Among the announcements expected at this year's CES conference is Microsoft's answer to the Web TV craze. Microsoft Television is rumored to be a “stripped-down version of Windows” for your tube, and will run users approximately US$ 200.

YouTube in Your Living Room! Let's Party!

Because Apple and Google have already made moves in this arena with their own set-top boxes, Microsoft seems -- surprise, surprise! -- a bit late in the game. Are reasons to remain optimistic? Some seem to think so: "They'll pose a serious challenge to the new Apple and Google TV devices, largely because the Windows boxes have a polished and familiar TV-program guide that makes it easy to blend and navigate both online and broadcast content," wrote Brier Dudley. 
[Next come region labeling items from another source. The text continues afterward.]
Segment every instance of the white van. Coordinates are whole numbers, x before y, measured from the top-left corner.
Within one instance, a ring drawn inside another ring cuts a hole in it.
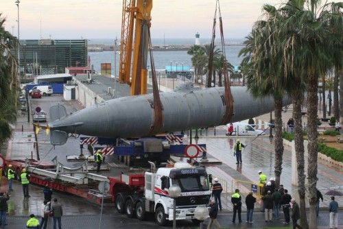
[[[263,135],[265,133],[260,130],[255,130],[252,125],[244,123],[244,122],[237,122],[233,123],[233,135],[248,135],[248,136],[258,136]],[[226,131],[228,128],[230,123],[226,125]],[[238,131],[238,134],[237,134]]]
[[[40,91],[40,93],[43,96],[47,96],[47,95],[50,96],[54,93],[51,86],[43,85],[43,86],[34,86],[34,88],[32,89],[29,91],[29,95],[31,95],[31,93],[32,93],[32,91],[35,90],[35,89]]]

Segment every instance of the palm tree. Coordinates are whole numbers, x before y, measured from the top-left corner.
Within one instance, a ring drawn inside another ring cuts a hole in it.
[[[0,13],[0,144],[11,136],[10,124],[16,121],[19,94],[16,62],[10,52],[19,43],[5,30],[5,21]]]

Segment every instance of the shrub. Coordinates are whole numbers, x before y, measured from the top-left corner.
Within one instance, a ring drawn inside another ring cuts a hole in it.
[[[343,150],[330,147],[325,144],[318,143],[318,152],[332,159],[343,162]]]
[[[330,135],[330,136],[336,136],[340,135],[340,132],[335,130],[326,130],[322,133],[322,135]]]
[[[335,125],[335,123],[336,123],[336,118],[335,117],[331,117],[330,118],[330,123],[329,124],[333,124]]]

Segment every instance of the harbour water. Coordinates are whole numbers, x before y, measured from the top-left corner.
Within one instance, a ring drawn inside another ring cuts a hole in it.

Moreover, competition breeds innovation. In addition to a familiar setup, Microsoft will likely take this opportunity to employ features yet to be seen in the competition's products. 


On the shadier side of things, television companies are still unsure how they're going to make money as more video content moves to the Web. Accordingly, Fox , ABC, CBS and NBC have all blocked their content from Google TV. The Internet giant has yet to comment on the issue, but a Google spokesperson said some time ago that “Google TV enables access to all the Web content you already get today on your phone and PC, but it is ultimately the content owners’ choice to restrict their fans from accessing their content on the platform." 

To add insult to injury, we'll remind you of the less than optimistic comment from Steve Jobs at the All Things Digital D8 Conference last year: "Ask TiVo. Ask Replay TV. Ask Roku. Ask Vudu. Ask us," he said. "Ask Google in a few months…Sony's tried as well. Panasonic's tried. They've all failed."

Despite such blockage and criticisms, Internet video on television sets is becoming more and more popular. According to market research firm NPD Group, Web-connected TVs now make up 12 percent of all flat panel sales. Further, TV sales between January and November 2010 rose by 38 percent compared with the same time in 2009.

Considering the success of tablet devices and the traction they're predicted to gain this year alone, having an over-sized iPad on the wall kinda seems like an inevitable reality, doesn't it? Perhaps we just weren't ready before-- meaning maybe Microsoft isn't late in the game, but just in time.